New skills in handling big data
PhD Morten Orebo Holmström, MD, joins SIC with a promising translational project and great expectations to how the BRIDGE programme can leverage his research and career. He is working on a method to increase the response level for immune therapy for pancreas cancer. It is well-known that immune therapy has a very low effect in pancreas cancer, partially due to the high amount of two specific cytokines which send signals to weaken the immune system. Cytokines are small proteins that are crucial in regulating the growth and activity of immune system cells and blood cells. Morten and his team will explore how they can enable immune cells to find and kill cells that express the two cytokines. With the expertise of his mentors and courses from the Academic Curriculum tied to the BRIDGE programme, he hopes to get closer to a treatment for pancreas cancer:
'My motivation for applying for the BRIDGE programme is to get to the core of translational research. I have great expectations to the very interesting and relevant courses that will improve my ability to handle big data, which I can use in my project and in my career. It will definitely supplement my medical education, which did not focus that much on translational research and the process beyond. So the programme will without a doubt boost my career', he says.

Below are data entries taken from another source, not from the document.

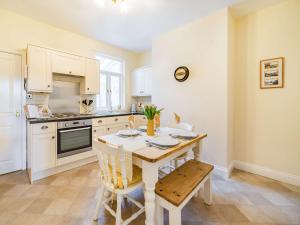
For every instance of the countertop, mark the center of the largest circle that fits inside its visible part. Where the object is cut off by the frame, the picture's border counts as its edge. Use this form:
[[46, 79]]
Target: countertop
[[82, 117]]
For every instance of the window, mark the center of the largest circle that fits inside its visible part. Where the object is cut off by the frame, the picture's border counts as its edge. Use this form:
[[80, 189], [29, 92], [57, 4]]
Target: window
[[111, 84]]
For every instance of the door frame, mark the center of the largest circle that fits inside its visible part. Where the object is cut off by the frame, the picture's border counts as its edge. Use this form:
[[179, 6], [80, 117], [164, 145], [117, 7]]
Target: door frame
[[23, 135]]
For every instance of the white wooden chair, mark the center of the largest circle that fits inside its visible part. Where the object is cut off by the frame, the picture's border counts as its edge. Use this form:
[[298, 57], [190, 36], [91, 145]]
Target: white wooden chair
[[115, 180], [186, 127], [176, 189]]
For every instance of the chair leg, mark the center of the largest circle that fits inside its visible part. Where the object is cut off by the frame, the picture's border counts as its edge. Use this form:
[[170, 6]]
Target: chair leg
[[118, 212], [176, 163], [99, 203], [175, 216], [159, 214], [208, 191]]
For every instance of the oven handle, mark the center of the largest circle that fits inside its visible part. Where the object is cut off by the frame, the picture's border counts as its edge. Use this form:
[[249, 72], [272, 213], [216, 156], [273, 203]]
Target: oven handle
[[65, 131]]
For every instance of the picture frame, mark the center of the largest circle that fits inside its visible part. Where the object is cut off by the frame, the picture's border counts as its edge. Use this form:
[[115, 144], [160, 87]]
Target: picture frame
[[272, 73]]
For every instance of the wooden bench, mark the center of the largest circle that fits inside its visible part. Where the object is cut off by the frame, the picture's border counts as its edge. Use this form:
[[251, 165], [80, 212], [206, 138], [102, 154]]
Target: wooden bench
[[175, 190]]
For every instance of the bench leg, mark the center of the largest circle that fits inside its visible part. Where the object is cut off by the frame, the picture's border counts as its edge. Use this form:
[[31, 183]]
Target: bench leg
[[175, 216], [159, 214], [208, 191]]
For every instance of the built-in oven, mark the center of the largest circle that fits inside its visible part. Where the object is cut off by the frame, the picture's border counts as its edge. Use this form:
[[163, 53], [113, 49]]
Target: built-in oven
[[74, 137]]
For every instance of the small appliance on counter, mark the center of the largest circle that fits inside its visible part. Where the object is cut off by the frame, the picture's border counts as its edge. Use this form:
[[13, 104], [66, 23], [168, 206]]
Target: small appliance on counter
[[133, 108], [88, 106], [37, 111]]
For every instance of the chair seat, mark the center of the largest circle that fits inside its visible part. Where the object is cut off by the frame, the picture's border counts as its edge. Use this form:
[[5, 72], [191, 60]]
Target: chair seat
[[177, 186], [136, 177]]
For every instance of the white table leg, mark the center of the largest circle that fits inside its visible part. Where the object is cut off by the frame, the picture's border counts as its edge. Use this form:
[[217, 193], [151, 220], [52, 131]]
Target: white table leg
[[150, 177], [197, 151]]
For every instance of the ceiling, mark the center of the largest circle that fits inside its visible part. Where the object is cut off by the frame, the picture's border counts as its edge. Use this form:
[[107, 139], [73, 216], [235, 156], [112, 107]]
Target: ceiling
[[133, 30]]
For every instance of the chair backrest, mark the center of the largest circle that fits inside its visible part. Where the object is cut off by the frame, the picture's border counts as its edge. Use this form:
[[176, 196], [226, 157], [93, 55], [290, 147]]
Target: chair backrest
[[183, 126], [112, 162]]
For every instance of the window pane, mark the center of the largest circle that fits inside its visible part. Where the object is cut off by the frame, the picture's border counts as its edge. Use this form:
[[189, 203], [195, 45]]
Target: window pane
[[110, 65], [115, 91], [102, 98]]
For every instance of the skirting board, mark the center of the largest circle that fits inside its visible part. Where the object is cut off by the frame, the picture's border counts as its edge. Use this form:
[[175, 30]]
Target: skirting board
[[267, 172]]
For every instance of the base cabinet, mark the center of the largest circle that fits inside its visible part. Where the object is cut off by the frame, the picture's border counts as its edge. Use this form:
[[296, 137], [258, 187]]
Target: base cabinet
[[43, 152]]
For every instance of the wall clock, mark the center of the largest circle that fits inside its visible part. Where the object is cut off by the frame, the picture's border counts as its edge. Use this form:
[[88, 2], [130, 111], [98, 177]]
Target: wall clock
[[181, 73]]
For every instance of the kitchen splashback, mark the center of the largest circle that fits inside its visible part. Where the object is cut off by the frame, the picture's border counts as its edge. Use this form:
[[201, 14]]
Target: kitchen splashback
[[66, 94]]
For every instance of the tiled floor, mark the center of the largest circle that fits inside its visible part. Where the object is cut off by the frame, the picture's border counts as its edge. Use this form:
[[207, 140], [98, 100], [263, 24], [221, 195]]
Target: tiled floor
[[69, 198]]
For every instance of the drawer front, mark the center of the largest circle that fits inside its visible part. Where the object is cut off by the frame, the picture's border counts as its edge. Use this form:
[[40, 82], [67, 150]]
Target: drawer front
[[100, 122], [118, 119], [44, 128]]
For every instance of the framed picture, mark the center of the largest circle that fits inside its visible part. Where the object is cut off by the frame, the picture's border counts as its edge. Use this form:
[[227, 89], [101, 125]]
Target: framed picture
[[272, 73]]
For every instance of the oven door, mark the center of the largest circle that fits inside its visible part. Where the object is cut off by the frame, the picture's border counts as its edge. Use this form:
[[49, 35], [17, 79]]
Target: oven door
[[73, 141]]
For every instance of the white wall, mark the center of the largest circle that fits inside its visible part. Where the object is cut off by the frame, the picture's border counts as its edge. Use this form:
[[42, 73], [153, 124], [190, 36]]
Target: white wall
[[268, 121], [203, 98], [17, 31]]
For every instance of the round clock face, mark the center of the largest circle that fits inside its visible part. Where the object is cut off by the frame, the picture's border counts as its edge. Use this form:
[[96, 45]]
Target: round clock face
[[181, 73]]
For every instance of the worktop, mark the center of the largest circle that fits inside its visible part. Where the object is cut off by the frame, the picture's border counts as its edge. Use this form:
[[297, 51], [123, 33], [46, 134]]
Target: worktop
[[81, 117]]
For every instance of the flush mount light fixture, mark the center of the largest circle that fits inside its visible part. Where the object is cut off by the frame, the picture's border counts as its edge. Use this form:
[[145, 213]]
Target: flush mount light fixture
[[121, 3]]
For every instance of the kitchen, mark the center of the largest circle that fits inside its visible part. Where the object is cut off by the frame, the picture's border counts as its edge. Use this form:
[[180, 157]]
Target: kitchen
[[69, 90]]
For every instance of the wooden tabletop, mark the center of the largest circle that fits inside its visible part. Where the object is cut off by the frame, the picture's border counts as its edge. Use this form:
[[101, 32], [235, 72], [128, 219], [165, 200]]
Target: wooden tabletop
[[152, 154]]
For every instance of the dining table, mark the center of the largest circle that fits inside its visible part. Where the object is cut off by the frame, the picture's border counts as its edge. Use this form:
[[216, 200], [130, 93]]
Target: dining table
[[150, 158]]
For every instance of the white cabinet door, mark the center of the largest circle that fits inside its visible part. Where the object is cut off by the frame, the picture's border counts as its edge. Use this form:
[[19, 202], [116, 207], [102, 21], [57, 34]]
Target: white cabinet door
[[115, 128], [43, 153], [91, 84], [64, 63], [39, 72], [99, 131], [10, 113], [141, 82], [148, 81]]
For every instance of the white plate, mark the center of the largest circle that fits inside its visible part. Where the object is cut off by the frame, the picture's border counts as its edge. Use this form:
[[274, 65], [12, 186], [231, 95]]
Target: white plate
[[143, 128], [164, 141], [129, 133], [184, 134]]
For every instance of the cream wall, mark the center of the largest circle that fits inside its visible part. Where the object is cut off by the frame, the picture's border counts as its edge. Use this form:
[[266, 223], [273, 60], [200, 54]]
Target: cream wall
[[17, 31], [203, 98], [268, 121], [144, 58]]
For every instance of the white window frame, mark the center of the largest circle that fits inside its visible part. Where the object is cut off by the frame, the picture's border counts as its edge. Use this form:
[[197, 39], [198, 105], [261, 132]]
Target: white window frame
[[108, 84]]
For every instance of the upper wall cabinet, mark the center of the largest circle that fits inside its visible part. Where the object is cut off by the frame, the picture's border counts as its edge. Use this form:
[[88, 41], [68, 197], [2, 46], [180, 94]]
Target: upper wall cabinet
[[39, 77], [64, 63], [142, 82], [91, 83]]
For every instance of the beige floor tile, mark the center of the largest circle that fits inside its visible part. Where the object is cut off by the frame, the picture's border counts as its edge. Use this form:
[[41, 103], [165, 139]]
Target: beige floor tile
[[18, 190], [26, 219], [231, 214], [36, 190], [254, 214], [49, 220], [79, 181], [4, 188], [39, 205], [7, 218], [58, 207]]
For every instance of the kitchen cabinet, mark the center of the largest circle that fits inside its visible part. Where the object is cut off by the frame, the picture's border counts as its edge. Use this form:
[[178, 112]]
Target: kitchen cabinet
[[39, 78], [43, 152], [142, 82], [91, 83], [64, 63]]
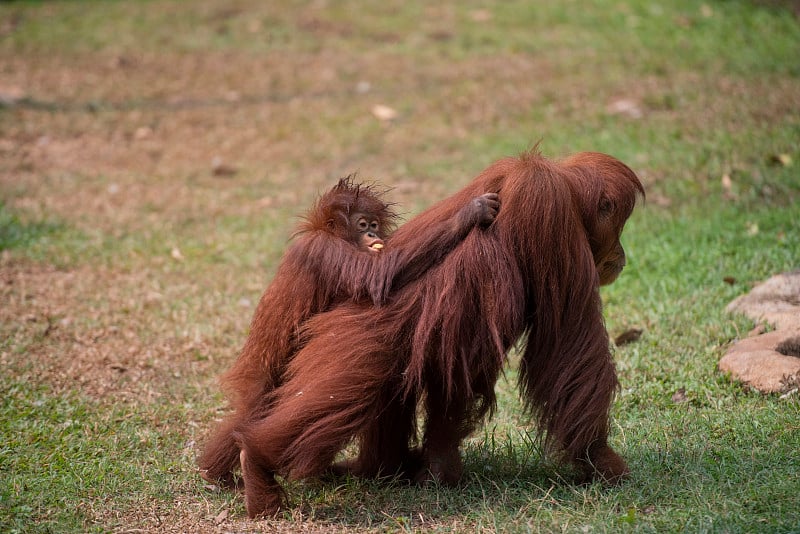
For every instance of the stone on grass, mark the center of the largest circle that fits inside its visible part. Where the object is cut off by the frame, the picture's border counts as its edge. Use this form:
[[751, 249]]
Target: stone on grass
[[769, 362], [758, 362], [776, 301]]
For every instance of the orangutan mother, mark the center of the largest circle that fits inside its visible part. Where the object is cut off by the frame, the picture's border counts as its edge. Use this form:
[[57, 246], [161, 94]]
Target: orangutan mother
[[534, 274]]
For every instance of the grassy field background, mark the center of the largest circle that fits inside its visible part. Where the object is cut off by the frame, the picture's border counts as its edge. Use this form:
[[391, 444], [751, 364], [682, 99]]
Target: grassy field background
[[154, 156]]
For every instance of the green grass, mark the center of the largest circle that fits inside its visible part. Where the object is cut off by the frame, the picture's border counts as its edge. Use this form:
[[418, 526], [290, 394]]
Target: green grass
[[111, 342]]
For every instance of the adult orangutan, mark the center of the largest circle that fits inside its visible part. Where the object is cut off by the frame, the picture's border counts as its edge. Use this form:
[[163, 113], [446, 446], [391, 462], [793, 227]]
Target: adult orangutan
[[534, 274], [339, 254]]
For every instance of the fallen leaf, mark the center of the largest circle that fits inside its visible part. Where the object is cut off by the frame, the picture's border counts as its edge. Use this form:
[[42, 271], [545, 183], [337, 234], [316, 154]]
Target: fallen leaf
[[782, 160], [628, 336], [481, 15], [220, 168], [727, 187], [384, 113], [625, 106], [679, 396]]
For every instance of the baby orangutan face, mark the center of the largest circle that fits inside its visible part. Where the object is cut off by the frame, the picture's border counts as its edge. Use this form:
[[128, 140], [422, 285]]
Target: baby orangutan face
[[367, 232]]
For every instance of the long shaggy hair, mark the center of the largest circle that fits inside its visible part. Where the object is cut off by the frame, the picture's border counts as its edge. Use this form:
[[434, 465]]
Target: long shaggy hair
[[534, 275]]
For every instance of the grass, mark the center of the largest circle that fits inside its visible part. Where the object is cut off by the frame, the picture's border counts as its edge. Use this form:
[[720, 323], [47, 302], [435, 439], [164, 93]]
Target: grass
[[129, 270]]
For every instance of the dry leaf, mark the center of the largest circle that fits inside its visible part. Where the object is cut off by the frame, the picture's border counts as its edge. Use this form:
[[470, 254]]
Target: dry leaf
[[782, 160], [384, 113], [220, 168], [481, 15], [626, 107], [628, 336], [679, 396]]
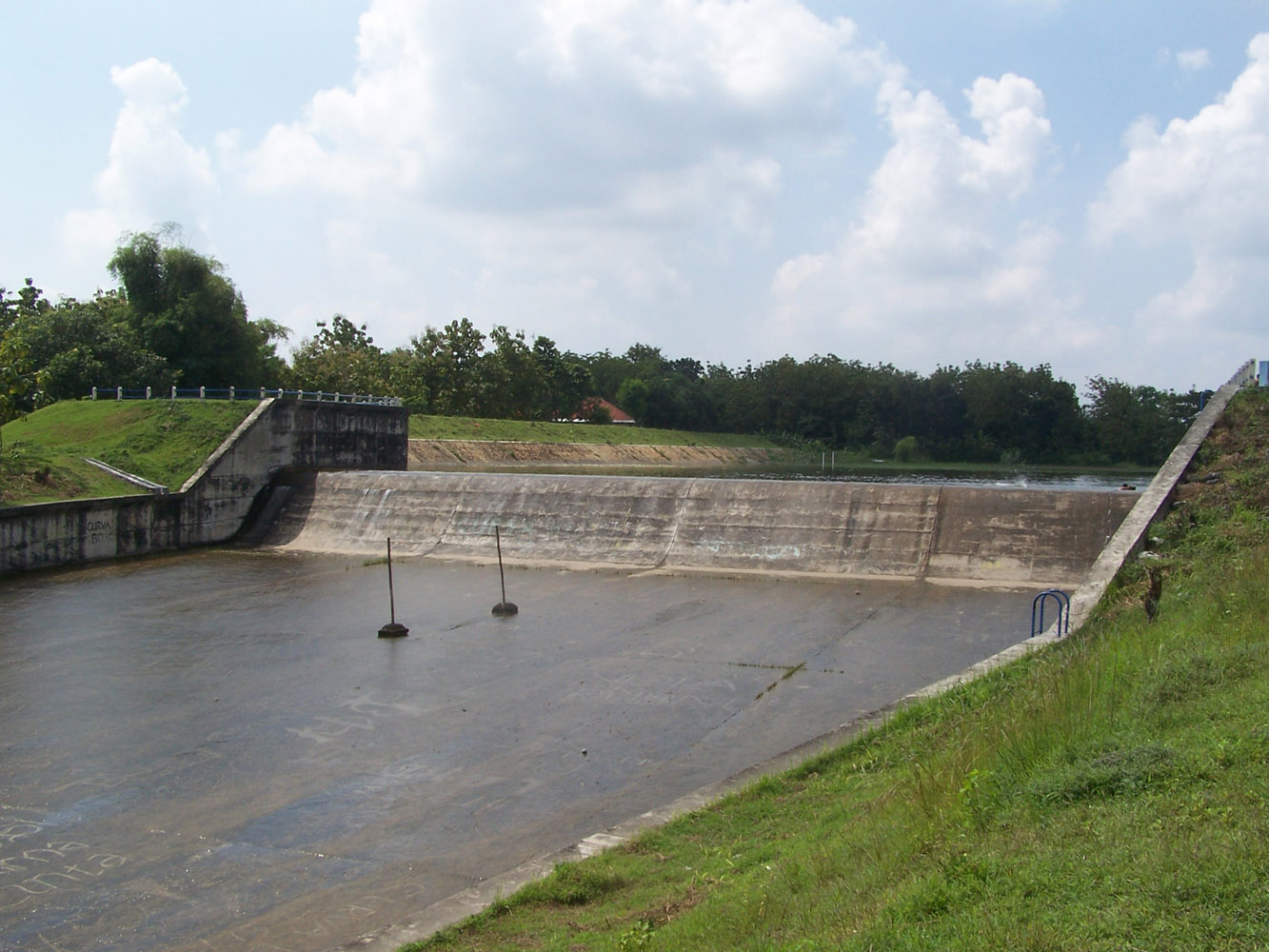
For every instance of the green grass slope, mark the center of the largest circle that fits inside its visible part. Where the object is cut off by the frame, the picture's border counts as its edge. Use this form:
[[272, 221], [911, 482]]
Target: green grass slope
[[1109, 792], [41, 457]]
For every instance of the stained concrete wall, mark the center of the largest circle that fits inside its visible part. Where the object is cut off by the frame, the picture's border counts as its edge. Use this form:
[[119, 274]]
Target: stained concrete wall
[[277, 436], [827, 528]]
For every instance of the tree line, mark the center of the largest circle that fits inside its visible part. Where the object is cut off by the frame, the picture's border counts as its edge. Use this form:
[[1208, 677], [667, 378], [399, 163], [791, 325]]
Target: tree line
[[176, 319]]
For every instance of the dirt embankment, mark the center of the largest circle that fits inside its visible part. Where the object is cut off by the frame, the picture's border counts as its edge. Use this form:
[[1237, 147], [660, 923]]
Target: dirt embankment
[[427, 453]]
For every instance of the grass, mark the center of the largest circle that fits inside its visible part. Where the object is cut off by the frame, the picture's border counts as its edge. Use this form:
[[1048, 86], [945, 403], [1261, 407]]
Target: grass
[[42, 456], [423, 426], [1109, 792]]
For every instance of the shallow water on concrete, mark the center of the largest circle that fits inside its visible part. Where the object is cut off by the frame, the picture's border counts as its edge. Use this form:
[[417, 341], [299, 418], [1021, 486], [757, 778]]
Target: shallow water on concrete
[[214, 750]]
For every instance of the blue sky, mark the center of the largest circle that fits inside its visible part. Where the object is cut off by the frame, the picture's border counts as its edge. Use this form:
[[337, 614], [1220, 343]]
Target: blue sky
[[1082, 185]]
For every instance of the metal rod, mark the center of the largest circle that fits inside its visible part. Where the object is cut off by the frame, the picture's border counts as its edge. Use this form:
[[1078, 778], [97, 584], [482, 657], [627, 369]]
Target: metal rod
[[391, 598], [498, 537]]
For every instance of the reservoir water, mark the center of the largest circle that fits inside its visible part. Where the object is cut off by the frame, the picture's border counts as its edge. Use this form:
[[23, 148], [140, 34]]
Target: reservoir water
[[214, 750]]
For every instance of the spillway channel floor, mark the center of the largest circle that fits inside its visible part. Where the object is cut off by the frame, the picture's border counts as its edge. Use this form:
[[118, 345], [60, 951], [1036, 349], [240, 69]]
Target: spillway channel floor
[[214, 749]]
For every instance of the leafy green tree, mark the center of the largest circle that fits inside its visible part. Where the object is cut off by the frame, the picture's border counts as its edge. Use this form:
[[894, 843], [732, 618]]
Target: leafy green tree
[[449, 365], [184, 310], [1136, 425], [80, 345], [342, 358], [19, 381]]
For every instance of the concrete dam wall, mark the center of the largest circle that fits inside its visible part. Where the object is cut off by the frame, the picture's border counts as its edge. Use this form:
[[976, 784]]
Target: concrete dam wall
[[995, 536]]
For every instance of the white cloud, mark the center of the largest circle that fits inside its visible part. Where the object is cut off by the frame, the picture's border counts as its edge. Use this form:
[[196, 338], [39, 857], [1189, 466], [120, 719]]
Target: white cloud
[[1193, 60], [1200, 185], [937, 268], [152, 173], [564, 105]]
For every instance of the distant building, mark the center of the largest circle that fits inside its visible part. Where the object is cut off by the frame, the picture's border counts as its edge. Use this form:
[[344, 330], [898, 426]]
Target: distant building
[[585, 411]]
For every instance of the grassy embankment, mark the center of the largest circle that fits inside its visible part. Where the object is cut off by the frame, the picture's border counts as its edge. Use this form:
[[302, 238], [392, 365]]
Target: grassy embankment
[[161, 441], [423, 426], [1109, 792]]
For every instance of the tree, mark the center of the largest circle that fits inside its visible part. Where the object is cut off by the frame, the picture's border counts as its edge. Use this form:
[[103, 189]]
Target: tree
[[342, 358], [18, 380], [449, 364], [80, 345], [184, 310]]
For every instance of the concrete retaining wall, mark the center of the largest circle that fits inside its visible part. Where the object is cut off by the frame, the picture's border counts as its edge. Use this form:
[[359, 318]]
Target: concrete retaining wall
[[277, 436], [506, 453], [833, 528]]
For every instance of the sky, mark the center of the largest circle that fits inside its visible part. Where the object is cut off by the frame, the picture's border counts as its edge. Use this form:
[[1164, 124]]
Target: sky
[[1082, 185]]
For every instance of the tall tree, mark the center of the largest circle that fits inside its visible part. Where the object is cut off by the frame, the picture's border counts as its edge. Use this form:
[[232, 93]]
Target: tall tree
[[186, 310], [342, 358]]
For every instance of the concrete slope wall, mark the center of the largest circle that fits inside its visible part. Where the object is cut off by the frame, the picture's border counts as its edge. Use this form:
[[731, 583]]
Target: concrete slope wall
[[278, 434], [834, 528], [450, 453]]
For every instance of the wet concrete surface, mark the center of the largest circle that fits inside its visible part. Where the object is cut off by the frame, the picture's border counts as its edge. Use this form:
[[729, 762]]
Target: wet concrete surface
[[216, 750]]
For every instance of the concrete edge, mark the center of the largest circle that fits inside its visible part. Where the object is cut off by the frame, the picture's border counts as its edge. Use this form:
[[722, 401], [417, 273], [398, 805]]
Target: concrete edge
[[126, 476], [1126, 543], [228, 444], [1130, 537]]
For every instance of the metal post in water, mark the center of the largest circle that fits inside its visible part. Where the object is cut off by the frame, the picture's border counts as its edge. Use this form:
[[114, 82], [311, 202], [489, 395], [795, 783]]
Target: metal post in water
[[392, 630], [504, 607]]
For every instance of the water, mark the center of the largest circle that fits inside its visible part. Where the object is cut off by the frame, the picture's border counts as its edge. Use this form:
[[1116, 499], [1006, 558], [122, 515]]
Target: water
[[1135, 480], [214, 750]]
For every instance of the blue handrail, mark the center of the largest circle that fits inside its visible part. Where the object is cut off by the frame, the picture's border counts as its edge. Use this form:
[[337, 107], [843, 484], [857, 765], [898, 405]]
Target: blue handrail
[[1063, 611], [236, 394]]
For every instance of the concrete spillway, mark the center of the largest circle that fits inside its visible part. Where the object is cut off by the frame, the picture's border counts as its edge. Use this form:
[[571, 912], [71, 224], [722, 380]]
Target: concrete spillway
[[997, 536]]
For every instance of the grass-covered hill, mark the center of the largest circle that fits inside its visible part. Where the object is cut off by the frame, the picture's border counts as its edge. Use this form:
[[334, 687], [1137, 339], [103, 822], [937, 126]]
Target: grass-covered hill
[[42, 455], [1108, 792]]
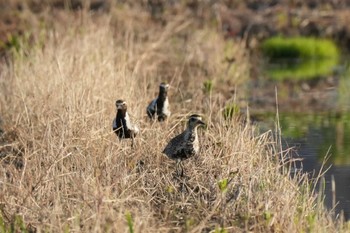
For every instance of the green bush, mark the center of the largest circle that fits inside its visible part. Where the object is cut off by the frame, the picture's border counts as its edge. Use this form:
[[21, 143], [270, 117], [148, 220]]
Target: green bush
[[299, 47]]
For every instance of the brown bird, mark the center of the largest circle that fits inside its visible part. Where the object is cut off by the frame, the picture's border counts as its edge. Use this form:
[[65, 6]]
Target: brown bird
[[122, 125], [186, 144]]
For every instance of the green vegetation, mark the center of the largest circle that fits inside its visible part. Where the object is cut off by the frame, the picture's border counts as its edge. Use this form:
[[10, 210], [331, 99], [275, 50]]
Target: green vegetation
[[77, 177], [301, 70], [300, 57], [299, 48]]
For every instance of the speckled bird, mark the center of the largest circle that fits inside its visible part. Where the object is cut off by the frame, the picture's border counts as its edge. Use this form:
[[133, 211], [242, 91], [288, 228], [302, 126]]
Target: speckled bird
[[186, 144], [160, 106], [122, 124]]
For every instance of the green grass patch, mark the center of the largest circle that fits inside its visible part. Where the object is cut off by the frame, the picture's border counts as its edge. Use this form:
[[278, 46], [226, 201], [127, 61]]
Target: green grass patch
[[299, 48], [300, 57], [302, 70]]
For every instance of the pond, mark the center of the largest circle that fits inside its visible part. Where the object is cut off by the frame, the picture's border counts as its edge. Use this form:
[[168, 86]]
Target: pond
[[314, 116]]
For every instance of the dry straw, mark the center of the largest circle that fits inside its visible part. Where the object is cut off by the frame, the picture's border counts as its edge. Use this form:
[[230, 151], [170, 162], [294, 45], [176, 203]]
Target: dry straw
[[75, 176]]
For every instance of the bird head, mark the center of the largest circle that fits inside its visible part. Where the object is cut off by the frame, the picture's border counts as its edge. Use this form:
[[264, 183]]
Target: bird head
[[163, 87], [121, 105], [195, 120]]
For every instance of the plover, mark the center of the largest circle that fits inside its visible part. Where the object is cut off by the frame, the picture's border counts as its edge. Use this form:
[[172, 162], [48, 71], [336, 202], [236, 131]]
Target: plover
[[122, 124], [186, 144], [160, 105]]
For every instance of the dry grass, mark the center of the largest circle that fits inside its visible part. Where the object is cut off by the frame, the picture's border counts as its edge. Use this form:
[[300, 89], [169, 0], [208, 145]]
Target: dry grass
[[57, 103]]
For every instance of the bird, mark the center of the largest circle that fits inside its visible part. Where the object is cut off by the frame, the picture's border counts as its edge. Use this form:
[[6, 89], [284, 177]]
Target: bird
[[122, 125], [160, 105], [186, 144]]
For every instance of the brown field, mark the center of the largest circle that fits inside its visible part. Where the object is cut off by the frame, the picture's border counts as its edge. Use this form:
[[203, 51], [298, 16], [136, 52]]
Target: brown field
[[63, 169]]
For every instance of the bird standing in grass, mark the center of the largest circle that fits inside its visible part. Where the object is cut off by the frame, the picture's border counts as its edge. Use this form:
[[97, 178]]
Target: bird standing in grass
[[122, 125], [186, 144], [160, 105]]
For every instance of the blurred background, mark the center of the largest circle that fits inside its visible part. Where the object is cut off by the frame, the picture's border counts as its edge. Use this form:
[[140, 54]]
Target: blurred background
[[298, 53]]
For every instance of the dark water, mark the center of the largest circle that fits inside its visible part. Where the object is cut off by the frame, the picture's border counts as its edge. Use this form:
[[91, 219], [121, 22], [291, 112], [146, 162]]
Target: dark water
[[314, 115]]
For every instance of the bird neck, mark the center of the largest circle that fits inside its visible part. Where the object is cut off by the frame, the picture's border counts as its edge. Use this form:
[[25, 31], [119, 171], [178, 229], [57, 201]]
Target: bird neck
[[162, 96], [192, 129], [121, 113]]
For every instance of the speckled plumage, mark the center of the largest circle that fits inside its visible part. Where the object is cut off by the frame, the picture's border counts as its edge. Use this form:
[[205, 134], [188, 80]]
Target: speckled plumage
[[160, 106], [122, 125], [186, 144]]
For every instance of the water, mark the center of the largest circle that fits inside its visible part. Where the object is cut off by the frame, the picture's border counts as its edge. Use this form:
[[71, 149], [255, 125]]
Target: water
[[314, 114]]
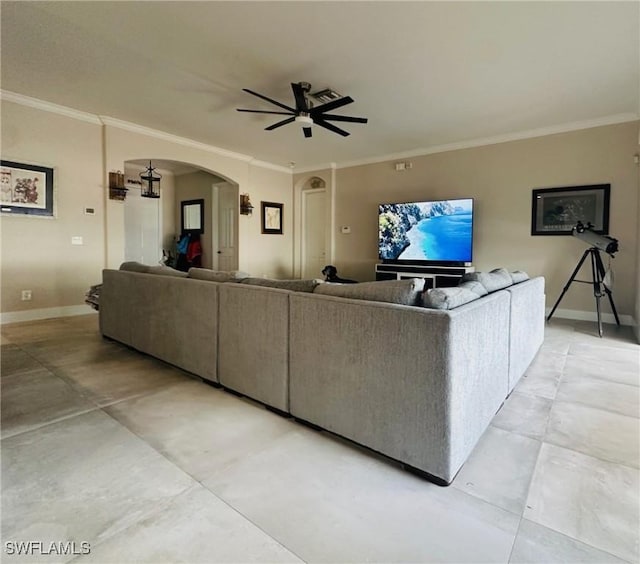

Morten Orebo Holmström’s mentors are Professor Niels Ødum from LEO Foundation Skin Immunology Research Center, UCPH, Clinical Professors Julia Johansen from Department of Oncology and Medicine, Herlev-Gentofte Hospital, and Professor Mads Hald Andersen from Department of Immunology and Microbiology, UCPH, and National Center for Cancer Immune Therapy at Herlev-Gentofte Hospital.
About the BRIDGE – Translational Excellence Programme
The BRIDGE – Translational Excellence Programme was founded in 2018 with funding from the Novo Nordisk Foundation. The postdoctoral BRIDGE fellowships in translational medicine are offered to selected researchers working on translational research projects at the University of Copenhagen.
The fellows have two to three mentors representing basic biomedical research, the clinical environment and/or the life science industry enabling them to combine methods and insights from the different fields into translational research. 14 fellowships have been awarded in 2021.